Barrett Coxwrote a review of Santa Cruz Bicycles 5010 Carbon CC 27.5 X01 Eagle Complete Mountain Bike on October 14, 2019
Familiarity: I've put it through the wringer
I'd always wanted a Blur TRC back when Santa Cruz was still making them, but couldn't justify the purchase. Always concerned that it would be fun when the trail was smooth and bermy, just not able to handle the chunkier stuff. Fast forward and here we have the 2019 5010, with slightly larger wheels, a bit more reach, and some addition geo tweaks, but generally the same idea: an incredibly fun trail bike with dual slalom roots you can clearly feel.
While there are situations where the 5010 gets overwhelmed, usually extended, brutally deep rock gardens, let's remember that this is a 130mm trail bike. With that noted, over the course of the past 6 months I've tried to throw this bike into situations where it shouldn't work. 99% of the time, it comes out the other side asking to ride it again and ride it faster.
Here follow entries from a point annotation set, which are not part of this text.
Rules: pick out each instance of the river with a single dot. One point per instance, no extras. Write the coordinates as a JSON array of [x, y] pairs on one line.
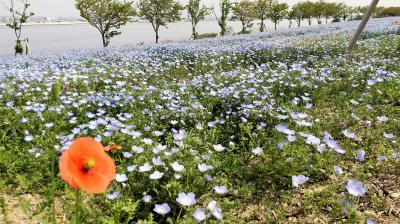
[[56, 37]]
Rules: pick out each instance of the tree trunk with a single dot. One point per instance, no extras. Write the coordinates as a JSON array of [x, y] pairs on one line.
[[157, 37], [103, 37], [262, 26], [194, 33]]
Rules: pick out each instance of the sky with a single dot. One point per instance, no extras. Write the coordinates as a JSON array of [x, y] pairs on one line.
[[66, 8]]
Unsurprisingly, you'll likely have most fun when the trail filled with jumps, bonus lines, side hits, and slappable berms. The 5010 generally prefers to hop over or float through rocky sections rather than plow through with your heels down. Pump and manual through single track and thanks to the solid mid-stroke support, you'll exit sometimes even faster than you'd like. Push into corners, nose into transitions, actively drive the bike and you'll quickly learn why its been compared to a big BMX bike. And yes, it can climb too.
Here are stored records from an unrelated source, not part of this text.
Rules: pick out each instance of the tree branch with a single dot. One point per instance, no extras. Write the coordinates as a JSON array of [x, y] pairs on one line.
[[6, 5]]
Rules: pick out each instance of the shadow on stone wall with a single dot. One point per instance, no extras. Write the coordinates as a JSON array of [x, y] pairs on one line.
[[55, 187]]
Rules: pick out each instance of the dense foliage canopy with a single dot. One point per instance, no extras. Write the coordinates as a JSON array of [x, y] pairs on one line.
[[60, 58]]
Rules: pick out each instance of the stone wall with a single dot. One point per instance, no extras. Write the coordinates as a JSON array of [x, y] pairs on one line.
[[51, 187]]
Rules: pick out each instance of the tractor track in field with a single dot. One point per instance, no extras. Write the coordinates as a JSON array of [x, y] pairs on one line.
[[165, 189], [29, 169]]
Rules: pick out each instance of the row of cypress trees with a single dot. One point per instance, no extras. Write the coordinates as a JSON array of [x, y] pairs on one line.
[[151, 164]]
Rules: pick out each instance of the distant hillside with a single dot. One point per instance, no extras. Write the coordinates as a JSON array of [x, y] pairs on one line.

Build wise, the X01 Reserve model checks off almost all the boxes. The X01 Eagle drivetrain has been basically flawless thus far, having only needed to be cleaned a regular intervals, Guide RSC brakes are much more capable than they're given credit for and have only needed to be bled once. I was concerned that the Reserve 27 wheels would be a bit narrow at 27mm internal width, but when paired with 2.35" Maxxis Minions, the feel like the perfect wheel/tire combo for this bike. The Fox DPX2 rear shock was easy to set upand has provided stellar performance while climbing and descending.
I did swap the 130mm Fox Float 34 for a 140mm 36. This fork change gave me slightly more travel up front, but also upgraded the damper from Fox's Fit4 to the newer and more adjustable Grip2. The upgrade certainly isn't necessary, but for those who want a stiffer chassis and extra adjustability, its definitely nice.
Both high and low geometry settings have been ridden extensively. Honestly, its very difficult to say if either is better, but I've ended up sticking with the high setting.
Not only do I love my 5010, but my girlfriend is on the aluminum version with plus tires and she's been extremely happy as well. It is clearly a bike that can be ridden on a variety of terrain, by a variety of skill levels. Now go do some skids and wheelies on the most fun bike out there.